During the Soviet era, Vladimir Lenin’s mausoleum was the focal point of Red Square. It sat right in the middle of the square and was watched over by a military guard that changed at the stroke of the huge Kremlin clock in an elaborate goose-stepping ceremony.
It was the center of the country’s political life, too — the only place where the average Russian saw his leaders in the flesh.
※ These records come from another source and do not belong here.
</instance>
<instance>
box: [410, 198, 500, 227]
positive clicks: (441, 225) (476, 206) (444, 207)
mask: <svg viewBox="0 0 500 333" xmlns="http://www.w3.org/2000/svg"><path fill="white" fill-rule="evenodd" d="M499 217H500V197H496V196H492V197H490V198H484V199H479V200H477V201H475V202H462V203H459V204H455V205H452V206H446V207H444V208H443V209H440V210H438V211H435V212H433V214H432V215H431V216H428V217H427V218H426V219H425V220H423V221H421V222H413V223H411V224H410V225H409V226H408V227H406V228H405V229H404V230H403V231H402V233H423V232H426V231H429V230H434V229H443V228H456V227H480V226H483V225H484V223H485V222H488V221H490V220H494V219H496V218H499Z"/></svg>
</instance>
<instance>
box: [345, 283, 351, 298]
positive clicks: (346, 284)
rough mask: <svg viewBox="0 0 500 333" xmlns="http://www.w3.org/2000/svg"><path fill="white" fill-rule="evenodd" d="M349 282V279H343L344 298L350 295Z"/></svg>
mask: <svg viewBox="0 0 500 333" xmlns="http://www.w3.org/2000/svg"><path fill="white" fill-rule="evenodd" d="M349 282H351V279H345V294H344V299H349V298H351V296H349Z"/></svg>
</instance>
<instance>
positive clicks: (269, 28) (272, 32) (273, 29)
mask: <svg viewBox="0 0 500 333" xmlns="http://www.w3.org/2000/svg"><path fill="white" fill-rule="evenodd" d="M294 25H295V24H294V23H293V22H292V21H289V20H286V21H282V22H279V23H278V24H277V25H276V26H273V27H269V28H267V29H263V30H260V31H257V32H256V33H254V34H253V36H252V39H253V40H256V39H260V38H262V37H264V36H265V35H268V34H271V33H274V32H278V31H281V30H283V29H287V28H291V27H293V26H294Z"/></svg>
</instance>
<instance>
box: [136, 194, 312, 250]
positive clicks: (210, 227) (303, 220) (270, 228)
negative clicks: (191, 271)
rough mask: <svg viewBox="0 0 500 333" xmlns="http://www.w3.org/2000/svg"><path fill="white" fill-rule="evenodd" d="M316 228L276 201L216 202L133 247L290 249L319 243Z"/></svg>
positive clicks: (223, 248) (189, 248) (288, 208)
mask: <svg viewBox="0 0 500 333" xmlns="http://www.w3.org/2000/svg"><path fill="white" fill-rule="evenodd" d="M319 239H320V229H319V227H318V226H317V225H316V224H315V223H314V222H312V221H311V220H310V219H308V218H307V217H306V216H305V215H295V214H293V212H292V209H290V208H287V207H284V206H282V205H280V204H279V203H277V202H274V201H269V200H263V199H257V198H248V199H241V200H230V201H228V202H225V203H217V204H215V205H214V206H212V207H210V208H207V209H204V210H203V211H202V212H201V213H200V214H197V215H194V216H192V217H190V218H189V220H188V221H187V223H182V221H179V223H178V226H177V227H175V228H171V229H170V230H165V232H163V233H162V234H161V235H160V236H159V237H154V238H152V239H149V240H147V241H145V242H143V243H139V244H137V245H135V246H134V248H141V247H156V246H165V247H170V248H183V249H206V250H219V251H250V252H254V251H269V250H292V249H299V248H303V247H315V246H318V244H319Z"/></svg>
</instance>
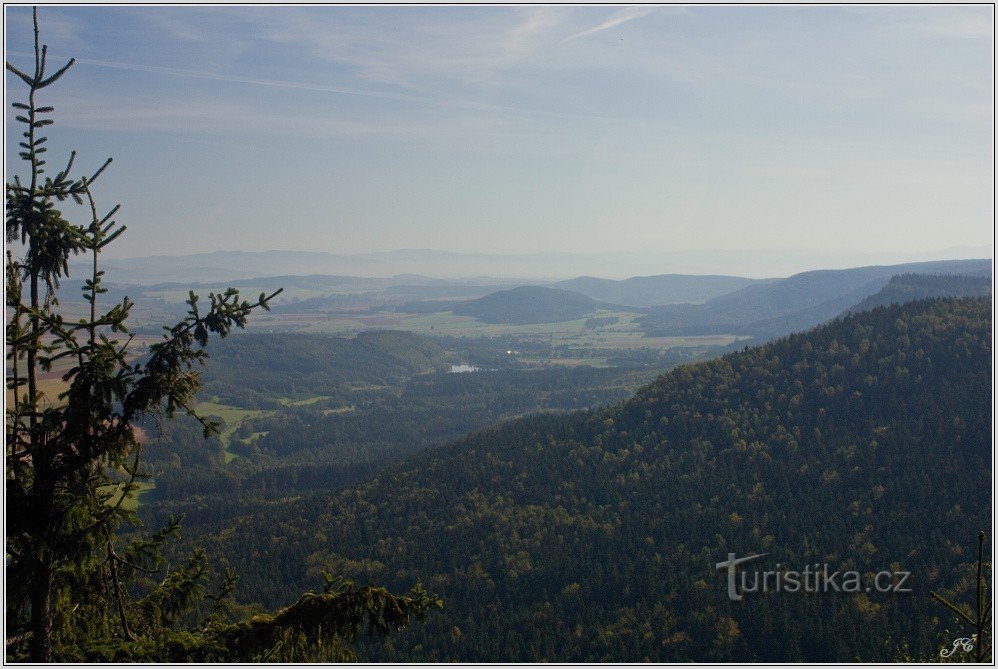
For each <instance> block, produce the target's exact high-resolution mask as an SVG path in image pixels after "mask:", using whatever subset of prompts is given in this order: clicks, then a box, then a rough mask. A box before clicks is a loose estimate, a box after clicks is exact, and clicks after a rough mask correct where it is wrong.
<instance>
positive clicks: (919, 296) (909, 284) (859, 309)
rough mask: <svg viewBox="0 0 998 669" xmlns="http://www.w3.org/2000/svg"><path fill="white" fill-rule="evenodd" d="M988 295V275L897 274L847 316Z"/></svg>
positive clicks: (989, 291)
The Politburo reviewed twice-yearly marches of their loyal citizens while standing, quite literally, upon the founder of the Soviet state.
Communism was supposed to be the creed of the future, but its prophet lay mummified in a pyramid harking back to ancient Egypt or Persia. (The word “mausoleum” comes from Mausolus, the Persian satrap of Caria from the fourth century B.C.) The long line of waiting visitors matched the countless other lines snaking outside stores across the Soviet Union, as people hoped to buy chronically scarce food and consumer goods.
Writer Sergei Dovlatov put it best when he claimed that so many places in the Soviet Union stank so badly because the country’s main corpse had never been properly buried.
In modern times, the mausoleum has been eclipsed by other attractions on Red Square, including the rebuilt Iversky Gate — it was blown up by the Bolsheviks — and the old GUM department store, transformed from a grim showcase of Soviet economic failures into a mall of overpriced Western boutiques.
In winter, when a skating rink sponsored by clothing designer Bosco di Ciliegi opened on Red Square, the mausoleum looked somehow diminished and shunted aside.
This parallels the fate of its occupant. While passions still rage around Josef Stalin and attempts are being made to revive his reputation or place his portraits on Moscow streets, Lenin’s monuments dot the Russian landscape without much controversy. No one seems to care, even though there is much to the thesis that Stalin merely put Lenin’s ideas into practice.
Lenin may be irrelevant, and the 140th anniversary of his birth may pass almost unnoticed on April 22, but his embalmed body still occupies the mausoleum. A team of highly trained professionals is still employed on a full-time basis to keep his remains in fine fettle.
Calls to give Lenin a decent burial have been heard for years. Even those who consider the man to be a criminal and a monster object to using his body as a kind of macabre, circus-like attraction for out-of-towners. More to the point, however, is that preserving a shrine to the founder of Soviet communism — along with the mini-cemetery for Soviet-era luminaries just behind the mausoleum — is completely inconsistent with the values of a new, democratic Russia. How can the country move forward and find its place in the community of nations if after two decades it hasn’t yet been able to rid itself of such embarrassing and destructive symbols of its past?
The problem, however, is deeper and stems from the generally ad-hoc nature of the Bolshevik regime. When Lenin died in January 1924, his? cohorts? couldn’t figure out what to do with his body.? Ignoring his? express wish to be buried near his mother in St. Petersburg, they? decided to pretend he didn’t die completely and that he was still present — at least in the flesh.? Apparently, even today the Russian government can’t find a better solution.
Alexei Bayer, a native Muscovite, is a New York-based economist.